Guelph School of Japanese Sword Arts, July, 2001
Dojo hopper supreme, I’ve trained as a student of iaido in over 25 dojos throughout Japan, from Okinawa to Tokyo, across Australia, New Zealand, Hawaii, and even a couple of dojos in Canada. Based on those experiences I’ve made some general observations about the differences between Japanese and Occidental martial arts instruction. Keep in mind that my observations are formed from the average: Every dojo is a little different though for the most part there are generalizations to be made.
The generalizations are also differences; the differences stem in part from different mindsets, or ways of thinking about the learning process in martial arts training.
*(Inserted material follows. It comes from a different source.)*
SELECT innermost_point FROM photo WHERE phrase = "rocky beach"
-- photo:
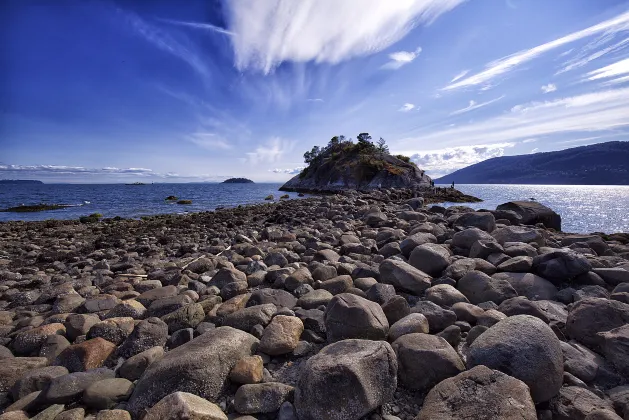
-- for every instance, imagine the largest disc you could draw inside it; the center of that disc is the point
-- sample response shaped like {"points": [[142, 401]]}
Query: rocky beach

The Eastern and Western mindsets deserve a much more thorough analysis than what I’m about to briefly give; however, I believe it’s fair to sat the differences have “almost” everything to do with the cultures in question, and the histories of those cultures. In this case most Japan’s martial arts is one of those components of the Japanese culture that often truly retains “Japan qua Japan” cultural integrity, if I may be allowed to believe that I know what “Japan qua Japan” culture is (admittedly a bit of a stretch, having lived in Tokyo for four years in the late 1990’s). However, I like D.T. Suzuki’s brief view of the differences in mindset between the two cultures:
“...the western mind is: analytical, discriminative, differential, inductive, individualistic, intellectual, objective, scientific, generalizing, conceptual, schematic, impersonal, legalistic, organizing, power-wielding, self-assertive...”
“...The East can be characterized as follows: synthetic, totalizing, integrative, non-discriminative, deductive, non-systematic, dogmative, intuitive (rather, affective), non-discursive, subjective...”
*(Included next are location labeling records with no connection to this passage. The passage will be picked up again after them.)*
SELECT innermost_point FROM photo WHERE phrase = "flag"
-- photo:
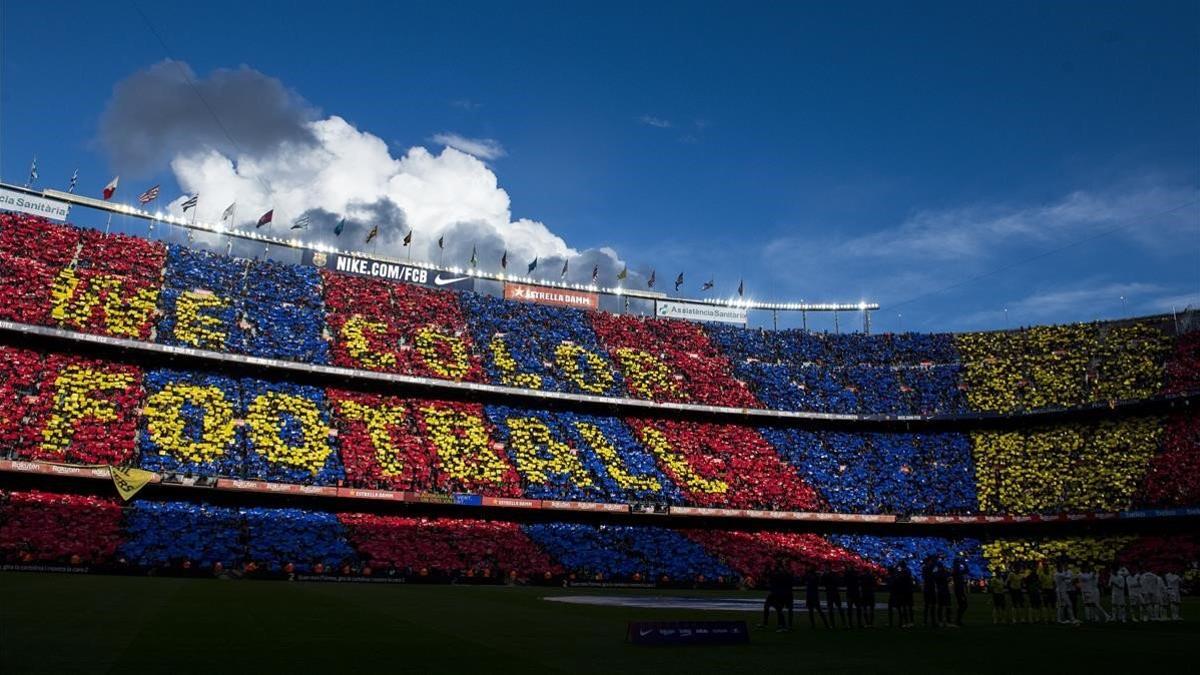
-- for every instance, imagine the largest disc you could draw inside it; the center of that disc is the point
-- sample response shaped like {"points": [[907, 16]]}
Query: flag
{"points": [[148, 196], [129, 481], [111, 189]]}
In a Ginko nutshell, the Japanese Iaido dojo does not engage in teacher led full-class instruction. Classes are not formal or structured. Students are often expected to initiate their own training. Teachers do a lot of watching. Teachers give “pointers,” not systematic breakdowns of forms, at least not all at once. Learning is often self-guided, based on observation, “pointers” and intuition. Pedagogy is based on facilitating individual, or personal growth in iaido through a series of discoveries, explorations and good old perseverance.
The Occidental dojo is formalized and structured. Classes are mainly teacher-led. Students are “fed” iaido “from a spoon” as it were. Teachers do a lot of, well, teaching. Explanations are given at length and in detail. Learning appears to be teacher-guided, based on clear, concise instructions. Pedagogy is based on direct group instruction and group practice.
Oh yes, there’s more but for the sake of brevity I’’ stop here in order to leave room for lively discussion.
Let’s all start from a common foundation: assume my observations are accurate.
Let’s consider these questions, if we can do so without opening a Pandora’s Box.
Which teaching style would/do you prefer and why?
Which teaching style makes for a “better” martial artist?
And in order to answer that question one must think about the goal of sword training today, as the All Japan Kendo Federation defines it - to improve the self - which is probably a universal goal among martial artists in Japan.
1960: Studies in Zen. Unwin paperbacks.